Hey aelzenaar. First of all thank you very much for making this comprehensive document on the L3 Physics for students taking the scholarship like me. I really like how you don't shy away from using calculus to help understand how some concepts relate to each other (i.e. work, force, momentum) and how you provide a collection of interesting textbook-like exercises both conceptual and more rigorous (like proofs) in both the Physics and the Calc notes. It's really cool how the notes stray from simply number-plugging problems like in NCEA, and the Calc note specifically made me love Calculus more. I've attempted several of the exercises before I realised there were no solution sheets provided so had to post some more challenging questions to the Maths StackExchange since I'm a self-studying student with no tutors/teachers willing to help.

I know that it'd take a massive amount of work going over these notes -- the ones I have are the big compiled L3 physics externals and new L3 Calc notes -- putting in solutions while you are busy with your university education (and doing it without payment as well). So I don't mind keep asking questions on the Maths Stackexchange. But if you happen to keep a solutions pdf of the exercises in these notes, it'd be really nice if you could post them on here (don't necessarily need to be fully worked out line-by-line solutions either since that'd be added work for you).

Thanks!

aelzenaar commented 2 years ago

Hi,

Thanks for getting in touch, it is nice to hear that my notes are useful.

I don't have worked solutions for either, unfortunately; I have some for my trig problem sheets, the solutions are scanned in here: https://github.com/aelzenaar/ncea-notes/tree/master/L3%20Maths/Trigonometry. I am not tutoring high school any more and so it is unlikely I will find the time to write any more solutions up.
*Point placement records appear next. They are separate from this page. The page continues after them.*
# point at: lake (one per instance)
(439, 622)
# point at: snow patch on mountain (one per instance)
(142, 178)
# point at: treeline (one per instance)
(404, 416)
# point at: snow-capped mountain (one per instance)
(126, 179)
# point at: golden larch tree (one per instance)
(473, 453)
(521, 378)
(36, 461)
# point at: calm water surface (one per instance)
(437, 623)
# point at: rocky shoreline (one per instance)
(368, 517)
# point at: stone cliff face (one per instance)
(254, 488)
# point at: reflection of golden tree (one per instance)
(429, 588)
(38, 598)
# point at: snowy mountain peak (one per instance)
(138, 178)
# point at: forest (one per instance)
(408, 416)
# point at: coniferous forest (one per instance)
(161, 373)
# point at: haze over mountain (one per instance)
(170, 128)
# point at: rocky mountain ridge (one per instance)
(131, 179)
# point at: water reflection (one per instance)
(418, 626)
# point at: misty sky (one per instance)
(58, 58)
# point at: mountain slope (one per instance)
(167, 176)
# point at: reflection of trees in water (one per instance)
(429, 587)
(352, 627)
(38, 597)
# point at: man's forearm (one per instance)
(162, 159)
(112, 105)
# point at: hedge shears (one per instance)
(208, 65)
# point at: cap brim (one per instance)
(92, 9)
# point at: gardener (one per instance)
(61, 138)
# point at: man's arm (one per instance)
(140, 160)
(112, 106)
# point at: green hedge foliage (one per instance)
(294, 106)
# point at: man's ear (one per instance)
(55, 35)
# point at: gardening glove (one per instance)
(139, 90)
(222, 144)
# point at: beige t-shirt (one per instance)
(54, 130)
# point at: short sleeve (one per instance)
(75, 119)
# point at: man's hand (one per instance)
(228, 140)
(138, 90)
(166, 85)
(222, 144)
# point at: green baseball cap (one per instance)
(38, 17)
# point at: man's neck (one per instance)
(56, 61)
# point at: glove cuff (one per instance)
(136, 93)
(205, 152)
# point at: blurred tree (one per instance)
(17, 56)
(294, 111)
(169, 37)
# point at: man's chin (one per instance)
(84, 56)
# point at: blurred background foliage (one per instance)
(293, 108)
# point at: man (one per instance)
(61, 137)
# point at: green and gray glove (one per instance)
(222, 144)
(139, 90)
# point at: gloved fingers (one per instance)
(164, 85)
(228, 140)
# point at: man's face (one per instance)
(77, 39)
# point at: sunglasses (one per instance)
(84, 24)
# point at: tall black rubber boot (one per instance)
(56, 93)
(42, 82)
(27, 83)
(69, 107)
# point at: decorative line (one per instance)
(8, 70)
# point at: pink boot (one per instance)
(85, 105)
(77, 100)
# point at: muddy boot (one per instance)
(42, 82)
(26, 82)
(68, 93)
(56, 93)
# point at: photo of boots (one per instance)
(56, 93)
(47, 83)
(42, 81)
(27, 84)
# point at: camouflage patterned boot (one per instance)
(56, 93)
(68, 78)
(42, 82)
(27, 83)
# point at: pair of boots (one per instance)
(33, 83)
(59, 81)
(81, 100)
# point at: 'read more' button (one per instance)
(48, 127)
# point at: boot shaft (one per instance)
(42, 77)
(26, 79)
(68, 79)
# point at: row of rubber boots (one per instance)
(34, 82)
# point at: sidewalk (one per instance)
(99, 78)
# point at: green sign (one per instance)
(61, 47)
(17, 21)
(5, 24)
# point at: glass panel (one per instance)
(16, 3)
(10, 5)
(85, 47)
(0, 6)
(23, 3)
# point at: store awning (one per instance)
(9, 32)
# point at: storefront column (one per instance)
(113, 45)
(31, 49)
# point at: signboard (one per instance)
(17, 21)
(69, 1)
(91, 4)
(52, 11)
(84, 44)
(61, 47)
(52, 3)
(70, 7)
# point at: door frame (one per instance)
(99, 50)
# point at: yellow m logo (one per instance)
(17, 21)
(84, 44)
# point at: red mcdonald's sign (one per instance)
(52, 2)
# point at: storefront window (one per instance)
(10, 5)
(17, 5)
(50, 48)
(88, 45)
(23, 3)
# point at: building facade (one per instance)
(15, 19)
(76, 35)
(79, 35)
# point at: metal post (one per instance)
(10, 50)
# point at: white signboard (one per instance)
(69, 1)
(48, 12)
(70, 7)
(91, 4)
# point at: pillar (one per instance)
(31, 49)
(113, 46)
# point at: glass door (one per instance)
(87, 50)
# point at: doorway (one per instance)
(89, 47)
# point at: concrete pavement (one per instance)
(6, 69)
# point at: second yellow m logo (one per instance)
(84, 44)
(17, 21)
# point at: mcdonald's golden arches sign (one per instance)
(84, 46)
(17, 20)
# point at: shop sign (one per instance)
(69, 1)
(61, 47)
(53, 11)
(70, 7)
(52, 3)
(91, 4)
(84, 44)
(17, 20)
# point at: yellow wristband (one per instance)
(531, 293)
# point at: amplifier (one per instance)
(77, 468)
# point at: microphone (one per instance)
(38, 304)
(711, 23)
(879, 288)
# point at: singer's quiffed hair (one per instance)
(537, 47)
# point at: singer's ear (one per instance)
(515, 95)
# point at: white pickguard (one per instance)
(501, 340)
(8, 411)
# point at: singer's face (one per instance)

I am not sure whether you want solutions to check your answers, or to help you when you get stuck. Knowing when you have done "the right thing" is a very important mathematical skill (I know that learning this is hard when you don't have any guidance from anyone, unfortunately I have no advice to give though except to get into the habit of checking your answers yourself, e.g. checking an integral by taking the derivative of your answer). If you want exercises with solutions I recommend having a look in your local library: most university libraries are open to the public (though not right now due to covid restrictions), and the big city libraries usually have some basic mathematics books like Stewart's Calculus which are accessible to high school students and which normally have easy to find answers online - for instance you can try books numbered in the 515's for calculus.

Feel free to email me any questions as well, my email address is on my academic website (https://aelzenaar.github.io/). I can't promise I will get to them in a timely manner (though I try to reply quickly, like most academics I get a lot of emails). Generally the people on Math.SE are friendly enough as long as you take any feedback about question formatting and content that they give in the comments seriously, it is a great resource.